Why choose Fundamentals of Quantitative Text Analysis for Social Scientists by Lily Mehrbod, SAGE Campus Development Editor.

Have you ever needed to analyse hundreds of documents, spent days going through only a fraction of them, and then thrown your pencil up in despair as you scream “there must be a better way!” If so, quantitative text analysis may be for you. It allows you to treat large amounts of text as data, and trawl through vast quantities of literature with computers at a scale that would be unimaginable were it done by humans alone. 

Our Fundamentals of Quantitative Text Analysis course will give you the tools and theoretical basis you need to start processing large amounts of text for your own research project. 

Professor Jon Slapin, a political scientist at the University of Essex will show you how to easily extract meaningful data and insights from your documents. The course uses the quanteda R package, developed by Ken Benoit at the London School of Economics, and each page of the course features a video which takes you step by step through the all the code being used, guiding you through every stage of the process. 

Tailored particularly to the work of social scientists, and incorporating social science examples throughout, by the end of the course you’ll be able to answer such questions as:

  • How do I find out how often a word appears in a text, or a set of texts?

  • Was President Trump’s inaugural speech easier to understand for the average American than President Obama’s?

  • How can I identify nebulous concepts such as positivity or negativity from a vast range of texts?

  • Are some words more left-wing or right-wing than others?

  • How can I ensure context is not lost when running code on my texts?

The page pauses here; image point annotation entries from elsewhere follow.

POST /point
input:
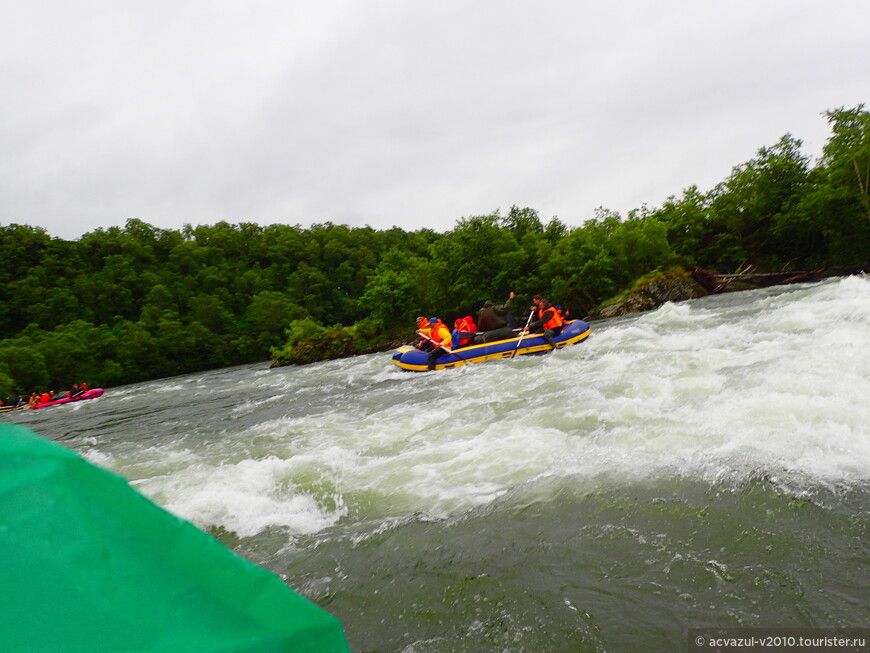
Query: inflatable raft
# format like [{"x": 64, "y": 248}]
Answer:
[
  {"x": 414, "y": 360},
  {"x": 88, "y": 394}
]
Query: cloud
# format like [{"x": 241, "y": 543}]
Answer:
[{"x": 390, "y": 113}]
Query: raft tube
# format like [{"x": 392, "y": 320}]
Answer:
[
  {"x": 88, "y": 394},
  {"x": 412, "y": 359}
]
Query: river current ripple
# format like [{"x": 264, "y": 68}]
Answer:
[{"x": 704, "y": 464}]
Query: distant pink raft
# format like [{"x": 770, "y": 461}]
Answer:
[{"x": 88, "y": 394}]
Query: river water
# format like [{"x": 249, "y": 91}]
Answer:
[{"x": 704, "y": 464}]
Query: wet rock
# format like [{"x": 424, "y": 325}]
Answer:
[{"x": 672, "y": 286}]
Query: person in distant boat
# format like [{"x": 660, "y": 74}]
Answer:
[
  {"x": 548, "y": 321},
  {"x": 441, "y": 340},
  {"x": 496, "y": 322},
  {"x": 464, "y": 330},
  {"x": 13, "y": 402},
  {"x": 423, "y": 331}
]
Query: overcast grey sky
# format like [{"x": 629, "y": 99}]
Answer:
[{"x": 402, "y": 113}]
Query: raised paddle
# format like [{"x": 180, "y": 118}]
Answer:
[{"x": 523, "y": 334}]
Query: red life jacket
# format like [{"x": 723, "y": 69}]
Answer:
[
  {"x": 465, "y": 325},
  {"x": 553, "y": 322}
]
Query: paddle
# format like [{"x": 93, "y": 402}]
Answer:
[{"x": 523, "y": 334}]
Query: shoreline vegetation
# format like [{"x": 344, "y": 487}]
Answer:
[{"x": 123, "y": 305}]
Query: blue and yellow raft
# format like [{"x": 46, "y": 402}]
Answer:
[{"x": 414, "y": 360}]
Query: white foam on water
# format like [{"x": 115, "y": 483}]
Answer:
[{"x": 773, "y": 382}]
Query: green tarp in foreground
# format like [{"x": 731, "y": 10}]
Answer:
[{"x": 89, "y": 564}]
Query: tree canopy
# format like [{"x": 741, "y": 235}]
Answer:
[{"x": 121, "y": 305}]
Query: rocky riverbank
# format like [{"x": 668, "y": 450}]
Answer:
[{"x": 680, "y": 285}]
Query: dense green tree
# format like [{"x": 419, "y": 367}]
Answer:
[{"x": 126, "y": 304}]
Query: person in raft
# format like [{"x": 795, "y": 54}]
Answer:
[
  {"x": 441, "y": 340},
  {"x": 547, "y": 320},
  {"x": 496, "y": 322},
  {"x": 424, "y": 332},
  {"x": 464, "y": 330}
]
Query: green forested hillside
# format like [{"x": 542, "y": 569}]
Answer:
[{"x": 133, "y": 303}]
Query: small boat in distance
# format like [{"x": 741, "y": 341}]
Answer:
[
  {"x": 87, "y": 394},
  {"x": 414, "y": 360}
]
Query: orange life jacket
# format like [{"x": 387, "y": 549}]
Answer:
[{"x": 441, "y": 334}]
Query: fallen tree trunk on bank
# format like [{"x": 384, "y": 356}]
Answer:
[{"x": 714, "y": 282}]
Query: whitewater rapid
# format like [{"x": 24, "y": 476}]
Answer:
[{"x": 771, "y": 383}]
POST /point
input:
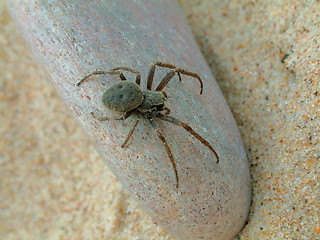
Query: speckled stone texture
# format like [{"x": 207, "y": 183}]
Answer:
[{"x": 266, "y": 60}]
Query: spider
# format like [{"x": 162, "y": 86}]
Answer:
[{"x": 127, "y": 97}]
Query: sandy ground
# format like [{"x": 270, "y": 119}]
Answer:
[{"x": 265, "y": 56}]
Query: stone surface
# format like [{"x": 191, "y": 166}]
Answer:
[
  {"x": 72, "y": 39},
  {"x": 51, "y": 176}
]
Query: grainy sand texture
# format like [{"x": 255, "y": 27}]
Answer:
[{"x": 265, "y": 56}]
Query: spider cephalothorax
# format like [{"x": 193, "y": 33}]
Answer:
[{"x": 126, "y": 97}]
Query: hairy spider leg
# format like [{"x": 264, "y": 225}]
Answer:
[
  {"x": 189, "y": 129},
  {"x": 156, "y": 127},
  {"x": 151, "y": 75},
  {"x": 112, "y": 72},
  {"x": 123, "y": 117},
  {"x": 166, "y": 79},
  {"x": 179, "y": 70},
  {"x": 130, "y": 134}
]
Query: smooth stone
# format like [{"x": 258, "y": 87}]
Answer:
[{"x": 77, "y": 37}]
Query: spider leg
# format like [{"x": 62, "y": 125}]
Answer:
[
  {"x": 156, "y": 127},
  {"x": 151, "y": 74},
  {"x": 130, "y": 134},
  {"x": 113, "y": 71},
  {"x": 166, "y": 79},
  {"x": 138, "y": 77},
  {"x": 100, "y": 118},
  {"x": 179, "y": 70},
  {"x": 189, "y": 129},
  {"x": 167, "y": 110}
]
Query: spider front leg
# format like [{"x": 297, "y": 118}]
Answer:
[
  {"x": 156, "y": 127},
  {"x": 114, "y": 71},
  {"x": 102, "y": 118},
  {"x": 189, "y": 129},
  {"x": 178, "y": 70}
]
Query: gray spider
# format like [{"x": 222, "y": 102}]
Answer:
[{"x": 127, "y": 97}]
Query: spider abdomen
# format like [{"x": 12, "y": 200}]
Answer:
[{"x": 123, "y": 96}]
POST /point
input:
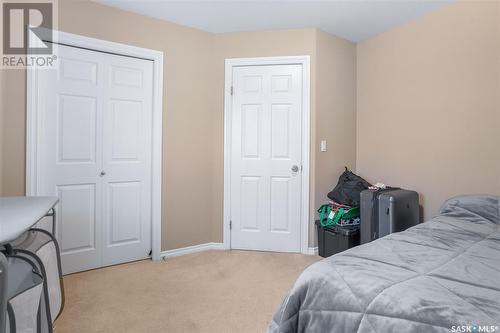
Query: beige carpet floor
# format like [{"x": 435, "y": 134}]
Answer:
[{"x": 213, "y": 291}]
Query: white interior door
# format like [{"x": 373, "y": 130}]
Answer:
[
  {"x": 266, "y": 157},
  {"x": 95, "y": 155}
]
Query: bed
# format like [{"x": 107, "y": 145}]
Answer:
[{"x": 439, "y": 276}]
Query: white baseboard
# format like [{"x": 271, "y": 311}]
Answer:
[
  {"x": 191, "y": 249},
  {"x": 312, "y": 251},
  {"x": 211, "y": 246}
]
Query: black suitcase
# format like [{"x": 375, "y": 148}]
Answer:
[{"x": 387, "y": 211}]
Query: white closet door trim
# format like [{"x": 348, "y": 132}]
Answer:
[
  {"x": 306, "y": 114},
  {"x": 33, "y": 123}
]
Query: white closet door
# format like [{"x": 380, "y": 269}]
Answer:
[
  {"x": 95, "y": 155},
  {"x": 127, "y": 129},
  {"x": 266, "y": 157}
]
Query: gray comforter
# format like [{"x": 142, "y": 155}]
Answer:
[{"x": 439, "y": 276}]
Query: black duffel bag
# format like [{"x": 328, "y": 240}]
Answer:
[{"x": 348, "y": 189}]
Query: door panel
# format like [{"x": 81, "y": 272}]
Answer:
[
  {"x": 124, "y": 211},
  {"x": 78, "y": 219},
  {"x": 95, "y": 154},
  {"x": 127, "y": 129},
  {"x": 76, "y": 129},
  {"x": 266, "y": 130}
]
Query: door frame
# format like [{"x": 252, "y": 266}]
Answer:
[
  {"x": 306, "y": 114},
  {"x": 33, "y": 125}
]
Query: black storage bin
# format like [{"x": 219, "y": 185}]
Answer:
[{"x": 335, "y": 239}]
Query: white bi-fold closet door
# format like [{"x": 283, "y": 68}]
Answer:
[{"x": 94, "y": 150}]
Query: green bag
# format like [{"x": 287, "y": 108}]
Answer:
[{"x": 338, "y": 215}]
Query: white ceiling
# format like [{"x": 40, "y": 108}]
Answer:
[{"x": 355, "y": 20}]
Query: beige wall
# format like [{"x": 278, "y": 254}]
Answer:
[
  {"x": 335, "y": 119},
  {"x": 255, "y": 44},
  {"x": 188, "y": 108},
  {"x": 332, "y": 98},
  {"x": 428, "y": 110},
  {"x": 193, "y": 109}
]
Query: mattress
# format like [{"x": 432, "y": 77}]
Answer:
[{"x": 439, "y": 276}]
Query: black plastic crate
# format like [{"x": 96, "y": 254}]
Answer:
[{"x": 335, "y": 239}]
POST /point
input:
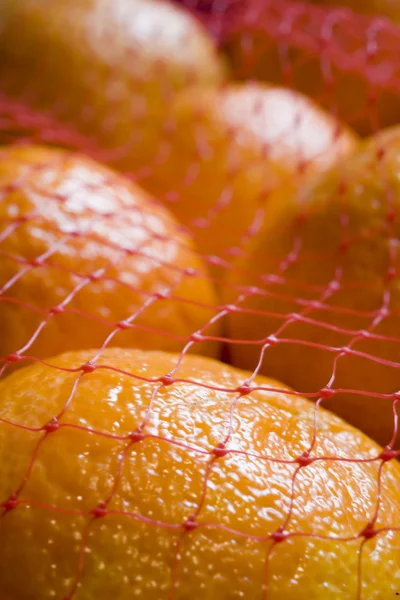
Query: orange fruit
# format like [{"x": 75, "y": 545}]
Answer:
[
  {"x": 230, "y": 149},
  {"x": 115, "y": 485},
  {"x": 326, "y": 285},
  {"x": 108, "y": 69},
  {"x": 86, "y": 254},
  {"x": 347, "y": 62}
]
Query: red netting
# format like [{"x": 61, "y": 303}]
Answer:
[{"x": 280, "y": 267}]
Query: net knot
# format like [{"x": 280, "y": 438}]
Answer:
[
  {"x": 304, "y": 460},
  {"x": 56, "y": 310},
  {"x": 196, "y": 337},
  {"x": 52, "y": 425},
  {"x": 388, "y": 454},
  {"x": 244, "y": 389},
  {"x": 167, "y": 379},
  {"x": 220, "y": 451},
  {"x": 88, "y": 368}
]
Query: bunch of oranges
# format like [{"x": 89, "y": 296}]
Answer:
[{"x": 172, "y": 212}]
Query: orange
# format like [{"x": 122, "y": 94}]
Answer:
[
  {"x": 326, "y": 285},
  {"x": 347, "y": 62},
  {"x": 108, "y": 69},
  {"x": 85, "y": 255},
  {"x": 114, "y": 485},
  {"x": 230, "y": 149}
]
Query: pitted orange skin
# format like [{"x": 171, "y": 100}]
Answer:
[
  {"x": 129, "y": 527},
  {"x": 333, "y": 242},
  {"x": 108, "y": 69},
  {"x": 78, "y": 238},
  {"x": 231, "y": 149}
]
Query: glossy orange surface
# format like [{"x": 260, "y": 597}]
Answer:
[
  {"x": 108, "y": 69},
  {"x": 83, "y": 249},
  {"x": 347, "y": 62},
  {"x": 230, "y": 149},
  {"x": 105, "y": 509},
  {"x": 326, "y": 272}
]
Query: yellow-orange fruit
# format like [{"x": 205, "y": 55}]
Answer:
[
  {"x": 82, "y": 250},
  {"x": 113, "y": 486},
  {"x": 346, "y": 61},
  {"x": 108, "y": 69},
  {"x": 327, "y": 285},
  {"x": 230, "y": 149}
]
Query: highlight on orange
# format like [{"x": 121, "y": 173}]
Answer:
[
  {"x": 319, "y": 290},
  {"x": 346, "y": 61},
  {"x": 138, "y": 473},
  {"x": 231, "y": 149},
  {"x": 89, "y": 259},
  {"x": 107, "y": 69}
]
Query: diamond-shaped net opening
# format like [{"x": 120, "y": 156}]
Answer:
[{"x": 179, "y": 183}]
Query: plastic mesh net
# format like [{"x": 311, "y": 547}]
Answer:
[{"x": 89, "y": 261}]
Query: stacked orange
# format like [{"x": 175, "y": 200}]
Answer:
[{"x": 133, "y": 472}]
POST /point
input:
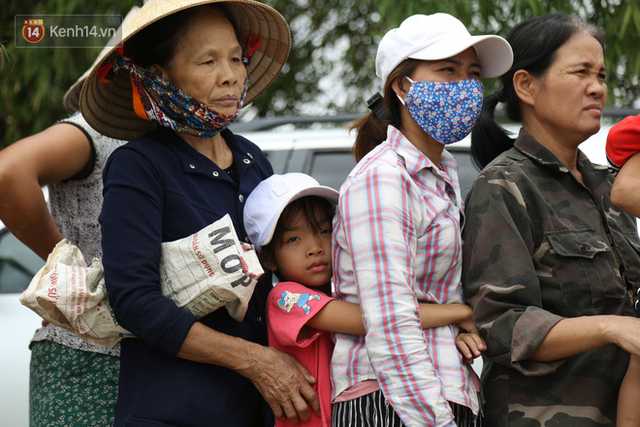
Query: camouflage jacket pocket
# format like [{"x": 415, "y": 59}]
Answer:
[{"x": 585, "y": 267}]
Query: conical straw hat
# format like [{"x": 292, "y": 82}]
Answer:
[
  {"x": 108, "y": 107},
  {"x": 71, "y": 99}
]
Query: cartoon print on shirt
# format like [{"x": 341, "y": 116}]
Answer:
[{"x": 289, "y": 299}]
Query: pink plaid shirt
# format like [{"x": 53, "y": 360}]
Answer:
[{"x": 397, "y": 241}]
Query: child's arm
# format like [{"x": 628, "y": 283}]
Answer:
[
  {"x": 625, "y": 193},
  {"x": 629, "y": 396}
]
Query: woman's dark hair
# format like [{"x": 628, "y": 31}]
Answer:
[
  {"x": 157, "y": 43},
  {"x": 307, "y": 206},
  {"x": 370, "y": 130},
  {"x": 535, "y": 42}
]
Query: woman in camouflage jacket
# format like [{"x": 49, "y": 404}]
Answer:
[{"x": 548, "y": 261}]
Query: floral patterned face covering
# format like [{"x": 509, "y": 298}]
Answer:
[
  {"x": 445, "y": 110},
  {"x": 157, "y": 100}
]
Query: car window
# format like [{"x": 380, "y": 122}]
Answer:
[
  {"x": 467, "y": 172},
  {"x": 18, "y": 264},
  {"x": 330, "y": 168}
]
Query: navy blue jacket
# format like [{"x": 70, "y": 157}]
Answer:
[{"x": 157, "y": 189}]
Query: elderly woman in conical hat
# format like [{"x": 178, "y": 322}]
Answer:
[{"x": 184, "y": 70}]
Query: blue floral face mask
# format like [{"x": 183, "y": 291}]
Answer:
[{"x": 445, "y": 110}]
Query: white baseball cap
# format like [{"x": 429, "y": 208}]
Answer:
[
  {"x": 267, "y": 201},
  {"x": 440, "y": 36}
]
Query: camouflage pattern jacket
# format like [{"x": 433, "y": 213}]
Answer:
[{"x": 540, "y": 246}]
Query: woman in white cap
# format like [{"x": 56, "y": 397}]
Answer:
[
  {"x": 548, "y": 261},
  {"x": 397, "y": 231},
  {"x": 71, "y": 382},
  {"x": 185, "y": 69}
]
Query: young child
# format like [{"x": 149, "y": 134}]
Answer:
[
  {"x": 289, "y": 220},
  {"x": 623, "y": 146}
]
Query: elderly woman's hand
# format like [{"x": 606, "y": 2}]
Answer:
[{"x": 284, "y": 383}]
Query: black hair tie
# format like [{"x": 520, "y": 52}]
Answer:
[{"x": 378, "y": 108}]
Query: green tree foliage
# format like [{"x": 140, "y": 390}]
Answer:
[
  {"x": 331, "y": 65},
  {"x": 33, "y": 81}
]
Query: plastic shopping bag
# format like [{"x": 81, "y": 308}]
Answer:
[{"x": 201, "y": 273}]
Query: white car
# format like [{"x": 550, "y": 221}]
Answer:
[
  {"x": 324, "y": 153},
  {"x": 18, "y": 264}
]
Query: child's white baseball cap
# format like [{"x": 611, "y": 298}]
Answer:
[{"x": 267, "y": 201}]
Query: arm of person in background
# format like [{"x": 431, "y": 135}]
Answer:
[
  {"x": 59, "y": 152},
  {"x": 346, "y": 318},
  {"x": 625, "y": 193},
  {"x": 628, "y": 407}
]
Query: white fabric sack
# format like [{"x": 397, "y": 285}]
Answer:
[{"x": 201, "y": 273}]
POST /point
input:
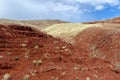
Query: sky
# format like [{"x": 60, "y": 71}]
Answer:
[{"x": 66, "y": 10}]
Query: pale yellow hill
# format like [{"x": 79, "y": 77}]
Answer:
[{"x": 67, "y": 31}]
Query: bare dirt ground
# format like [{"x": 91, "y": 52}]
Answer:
[{"x": 28, "y": 54}]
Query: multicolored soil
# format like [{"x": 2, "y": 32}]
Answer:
[{"x": 29, "y": 54}]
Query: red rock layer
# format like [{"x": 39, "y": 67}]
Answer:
[{"x": 26, "y": 54}]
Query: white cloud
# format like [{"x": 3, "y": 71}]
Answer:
[
  {"x": 69, "y": 10},
  {"x": 99, "y": 7}
]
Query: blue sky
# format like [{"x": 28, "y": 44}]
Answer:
[{"x": 67, "y": 10}]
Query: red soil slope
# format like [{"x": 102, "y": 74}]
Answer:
[{"x": 26, "y": 54}]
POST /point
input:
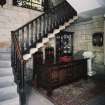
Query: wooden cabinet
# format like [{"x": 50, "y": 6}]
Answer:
[
  {"x": 64, "y": 44},
  {"x": 55, "y": 75}
]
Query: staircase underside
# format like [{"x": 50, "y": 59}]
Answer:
[{"x": 46, "y": 40}]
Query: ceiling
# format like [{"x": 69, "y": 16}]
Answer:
[{"x": 88, "y": 8}]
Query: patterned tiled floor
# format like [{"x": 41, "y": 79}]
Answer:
[{"x": 35, "y": 98}]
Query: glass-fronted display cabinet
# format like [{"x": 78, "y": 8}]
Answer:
[{"x": 64, "y": 44}]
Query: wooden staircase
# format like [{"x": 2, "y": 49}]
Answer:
[{"x": 27, "y": 39}]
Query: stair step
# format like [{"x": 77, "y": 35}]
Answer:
[
  {"x": 6, "y": 72},
  {"x": 5, "y": 63},
  {"x": 8, "y": 92},
  {"x": 6, "y": 81},
  {"x": 7, "y": 50},
  {"x": 5, "y": 56},
  {"x": 13, "y": 101}
]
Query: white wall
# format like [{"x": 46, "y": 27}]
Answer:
[{"x": 83, "y": 37}]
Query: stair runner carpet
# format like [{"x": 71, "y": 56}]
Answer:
[{"x": 8, "y": 89}]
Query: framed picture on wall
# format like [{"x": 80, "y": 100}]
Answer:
[{"x": 97, "y": 39}]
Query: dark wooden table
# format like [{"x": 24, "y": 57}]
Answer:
[{"x": 50, "y": 76}]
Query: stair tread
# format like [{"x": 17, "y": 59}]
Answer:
[
  {"x": 5, "y": 64},
  {"x": 12, "y": 101},
  {"x": 8, "y": 92},
  {"x": 6, "y": 81},
  {"x": 5, "y": 56}
]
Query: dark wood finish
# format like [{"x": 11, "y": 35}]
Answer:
[
  {"x": 55, "y": 75},
  {"x": 64, "y": 44}
]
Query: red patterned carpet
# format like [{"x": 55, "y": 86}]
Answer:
[{"x": 77, "y": 93}]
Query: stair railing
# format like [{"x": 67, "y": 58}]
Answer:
[
  {"x": 18, "y": 65},
  {"x": 33, "y": 32}
]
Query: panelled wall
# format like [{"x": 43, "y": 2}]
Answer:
[{"x": 83, "y": 36}]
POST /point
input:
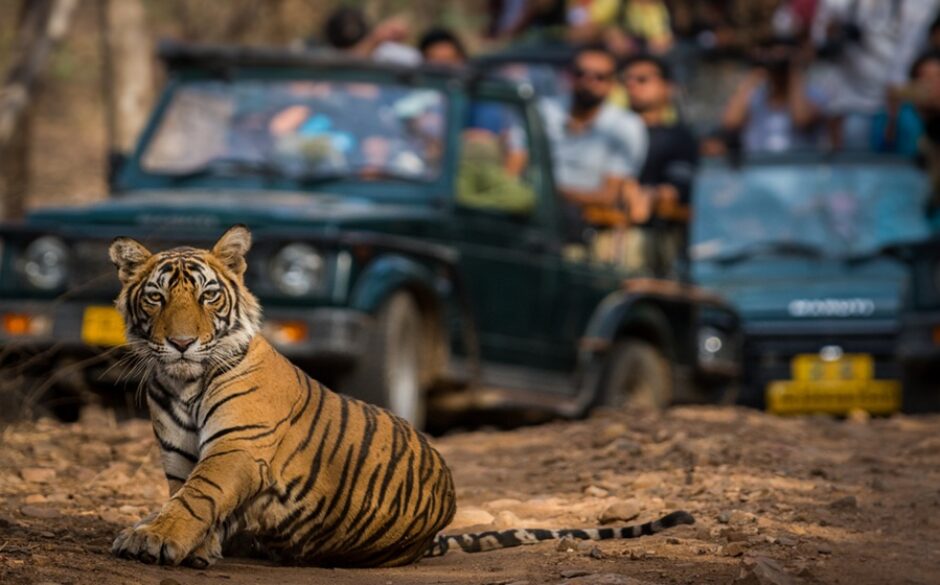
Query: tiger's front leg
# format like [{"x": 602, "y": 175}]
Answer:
[{"x": 187, "y": 527}]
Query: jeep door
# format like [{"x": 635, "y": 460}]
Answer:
[{"x": 509, "y": 255}]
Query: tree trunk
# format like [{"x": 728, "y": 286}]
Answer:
[
  {"x": 128, "y": 72},
  {"x": 43, "y": 23}
]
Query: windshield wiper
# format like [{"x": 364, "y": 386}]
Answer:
[
  {"x": 233, "y": 166},
  {"x": 893, "y": 251},
  {"x": 770, "y": 248},
  {"x": 360, "y": 173}
]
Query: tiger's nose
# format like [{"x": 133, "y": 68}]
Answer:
[{"x": 181, "y": 343}]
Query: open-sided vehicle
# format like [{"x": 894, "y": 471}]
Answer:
[
  {"x": 919, "y": 341},
  {"x": 395, "y": 255},
  {"x": 801, "y": 245}
]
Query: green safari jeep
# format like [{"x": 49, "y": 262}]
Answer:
[{"x": 409, "y": 245}]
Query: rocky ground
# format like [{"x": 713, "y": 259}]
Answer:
[{"x": 809, "y": 500}]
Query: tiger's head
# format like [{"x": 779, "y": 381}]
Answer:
[{"x": 187, "y": 310}]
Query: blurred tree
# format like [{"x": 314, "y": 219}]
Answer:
[
  {"x": 42, "y": 24},
  {"x": 127, "y": 78}
]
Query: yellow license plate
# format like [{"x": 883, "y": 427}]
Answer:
[
  {"x": 834, "y": 396},
  {"x": 833, "y": 386},
  {"x": 813, "y": 368},
  {"x": 103, "y": 326}
]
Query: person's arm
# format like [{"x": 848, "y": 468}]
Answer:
[
  {"x": 607, "y": 194},
  {"x": 736, "y": 112},
  {"x": 804, "y": 112},
  {"x": 394, "y": 29}
]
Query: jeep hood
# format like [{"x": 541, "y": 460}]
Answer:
[
  {"x": 217, "y": 210},
  {"x": 824, "y": 290}
]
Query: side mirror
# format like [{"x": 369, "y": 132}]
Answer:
[{"x": 116, "y": 162}]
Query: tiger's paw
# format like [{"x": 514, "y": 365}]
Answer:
[
  {"x": 148, "y": 545},
  {"x": 205, "y": 554}
]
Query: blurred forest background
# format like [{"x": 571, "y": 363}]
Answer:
[{"x": 70, "y": 126}]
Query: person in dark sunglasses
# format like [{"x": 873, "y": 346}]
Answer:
[
  {"x": 597, "y": 146},
  {"x": 659, "y": 209}
]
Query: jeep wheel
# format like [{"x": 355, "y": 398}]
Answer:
[
  {"x": 637, "y": 375},
  {"x": 390, "y": 372}
]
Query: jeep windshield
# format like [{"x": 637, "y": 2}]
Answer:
[
  {"x": 848, "y": 208},
  {"x": 304, "y": 131}
]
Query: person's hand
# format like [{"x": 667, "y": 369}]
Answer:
[
  {"x": 288, "y": 120},
  {"x": 394, "y": 29}
]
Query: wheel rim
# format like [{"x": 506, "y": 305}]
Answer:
[{"x": 404, "y": 386}]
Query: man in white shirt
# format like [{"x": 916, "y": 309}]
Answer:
[
  {"x": 875, "y": 43},
  {"x": 598, "y": 151},
  {"x": 597, "y": 146}
]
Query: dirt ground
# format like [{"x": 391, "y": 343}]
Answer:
[{"x": 777, "y": 501}]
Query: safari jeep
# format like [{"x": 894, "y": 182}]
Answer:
[
  {"x": 399, "y": 253},
  {"x": 801, "y": 244}
]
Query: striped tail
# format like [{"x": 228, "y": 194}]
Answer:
[{"x": 492, "y": 540}]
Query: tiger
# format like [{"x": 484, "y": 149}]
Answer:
[{"x": 253, "y": 448}]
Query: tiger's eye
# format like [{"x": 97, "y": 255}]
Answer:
[{"x": 211, "y": 296}]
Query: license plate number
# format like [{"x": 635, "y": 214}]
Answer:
[
  {"x": 834, "y": 386},
  {"x": 103, "y": 326}
]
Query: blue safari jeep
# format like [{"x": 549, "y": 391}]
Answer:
[
  {"x": 802, "y": 245},
  {"x": 398, "y": 254}
]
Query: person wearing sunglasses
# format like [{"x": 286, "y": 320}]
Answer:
[
  {"x": 597, "y": 148},
  {"x": 659, "y": 209}
]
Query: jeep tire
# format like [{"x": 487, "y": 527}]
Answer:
[
  {"x": 389, "y": 373},
  {"x": 636, "y": 376}
]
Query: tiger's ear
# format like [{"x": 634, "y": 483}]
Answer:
[
  {"x": 232, "y": 248},
  {"x": 128, "y": 255}
]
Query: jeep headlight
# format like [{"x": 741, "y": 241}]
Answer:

The course is designed to be able to fit in around you other commitments and is divided into four modules:

In Module 1 you’ll cover:

  • Introduction explaining course purpose: goals and objectives

  • Conceptual foundations of text analysis

  • Quantitative text analysis as a field and the development of the field

  • Logistics and software - required setup and work files

  • A basic example of performing a text analysis

In Module 2 you’ll cover:

  • Where to obtain textual data

  • Formatting and working with text files

  • Practical considerations of indexing and metadata

  • Units of analysis: strategies for selecting units of analysis

  • Overview and examination of complexity and readability measures

In Module 3 you'll cover:

  • Keywords in context Coverage and examples of KWIC

  • Consideration of concordance and dictionaries

  • Detecting and identifying collocations

  • Stemming: An in-depth discussion of text types, tokens, and equivalencies

  • Stop words and feature weighting: An in-depth discussion of text types, tokens, and equivalencies

In Module 4 you’ll cover:

  • Euclidean distance and its use in comparing texts

  • Cosine similarity and its use in comparing texts

  • General principles and rationale for dictionaries

  • External dictionaries: How to add a third party dictionary

  • How to create your own dictionary

  • Overview of wordscores

  • Implementing in R a basic model